Foremore interested in the development of your storyline.
Cheers
Huh. I suspected as much.
Good call on giving it a set of 20 years to run for, there's plenty of gold in there!
Well, I hope it ends on a high note.
This is one of the stumbling blocks of this strip. I've tried numerous times to explain the whole concept of it being an "archive" strip that I draw in the present to make it look like it's from the past, but that seems to confuse everybody who reads it. I made the decision to cut the archive off after 2009 several months ago, but I didn't announce it widely until now because I figured everyone would go "You're not gonna draw the strip anymore?"

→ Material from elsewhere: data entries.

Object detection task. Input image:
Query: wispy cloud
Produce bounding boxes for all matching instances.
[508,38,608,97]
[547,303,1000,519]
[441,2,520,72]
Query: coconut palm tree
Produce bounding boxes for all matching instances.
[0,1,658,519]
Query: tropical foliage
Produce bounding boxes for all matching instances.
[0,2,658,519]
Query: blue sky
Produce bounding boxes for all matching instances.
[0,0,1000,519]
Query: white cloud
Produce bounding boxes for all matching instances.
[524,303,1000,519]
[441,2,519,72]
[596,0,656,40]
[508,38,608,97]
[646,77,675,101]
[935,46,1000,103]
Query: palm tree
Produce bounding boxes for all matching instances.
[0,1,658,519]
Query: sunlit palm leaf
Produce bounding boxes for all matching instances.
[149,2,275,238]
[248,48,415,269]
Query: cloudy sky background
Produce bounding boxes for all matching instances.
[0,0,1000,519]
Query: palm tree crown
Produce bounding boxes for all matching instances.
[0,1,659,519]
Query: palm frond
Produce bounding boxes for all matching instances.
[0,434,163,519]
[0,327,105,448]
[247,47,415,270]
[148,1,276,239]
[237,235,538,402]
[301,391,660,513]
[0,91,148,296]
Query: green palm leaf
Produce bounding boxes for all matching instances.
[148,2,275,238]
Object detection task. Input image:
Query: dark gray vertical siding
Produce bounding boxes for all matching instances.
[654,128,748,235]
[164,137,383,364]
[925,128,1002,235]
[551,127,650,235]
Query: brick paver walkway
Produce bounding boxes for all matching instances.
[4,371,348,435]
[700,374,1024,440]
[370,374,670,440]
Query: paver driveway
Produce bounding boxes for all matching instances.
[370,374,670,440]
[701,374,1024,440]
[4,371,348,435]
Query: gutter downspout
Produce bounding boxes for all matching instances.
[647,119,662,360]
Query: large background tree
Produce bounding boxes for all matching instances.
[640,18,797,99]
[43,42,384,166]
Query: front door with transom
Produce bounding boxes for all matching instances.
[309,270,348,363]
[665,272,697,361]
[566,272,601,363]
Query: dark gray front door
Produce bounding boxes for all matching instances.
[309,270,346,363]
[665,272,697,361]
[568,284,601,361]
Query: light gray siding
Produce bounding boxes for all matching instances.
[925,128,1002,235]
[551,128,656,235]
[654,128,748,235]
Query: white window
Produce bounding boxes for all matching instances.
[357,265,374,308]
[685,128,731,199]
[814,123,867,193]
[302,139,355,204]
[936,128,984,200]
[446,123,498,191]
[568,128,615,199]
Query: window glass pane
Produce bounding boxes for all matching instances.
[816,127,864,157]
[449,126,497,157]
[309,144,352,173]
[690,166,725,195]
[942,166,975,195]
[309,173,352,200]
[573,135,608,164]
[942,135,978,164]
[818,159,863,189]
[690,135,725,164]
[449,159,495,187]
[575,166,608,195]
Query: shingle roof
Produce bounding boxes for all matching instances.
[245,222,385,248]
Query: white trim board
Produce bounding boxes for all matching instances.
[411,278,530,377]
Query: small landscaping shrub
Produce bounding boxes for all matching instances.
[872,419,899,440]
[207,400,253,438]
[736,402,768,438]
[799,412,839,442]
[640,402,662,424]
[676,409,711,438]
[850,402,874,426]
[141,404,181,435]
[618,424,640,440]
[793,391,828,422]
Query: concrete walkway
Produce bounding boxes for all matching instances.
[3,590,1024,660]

I think this comes from the fact that people don't know how I write the strip. I have a massive Word document that I worked on over the course of several years, wherein I've outlined the basic concepts for Forever 16 stories for every single week between January 1, 1990 and January 3, 2010. (I consulted Wikipedia and other sources to see what happened on what date throughout the world, so my stories always stay historically accurate.) I pick and choose stories from that list that I feel like working on, and then I write 'em, draw 'em, and post them to DeviantArt. It's like a buffet of story ideas, and I have enough to keep the strip going for years and years. Don't worry, it's not going anywhere.
And that's actually a pretty nice way to go about making your strips. Very nicely done, I must say!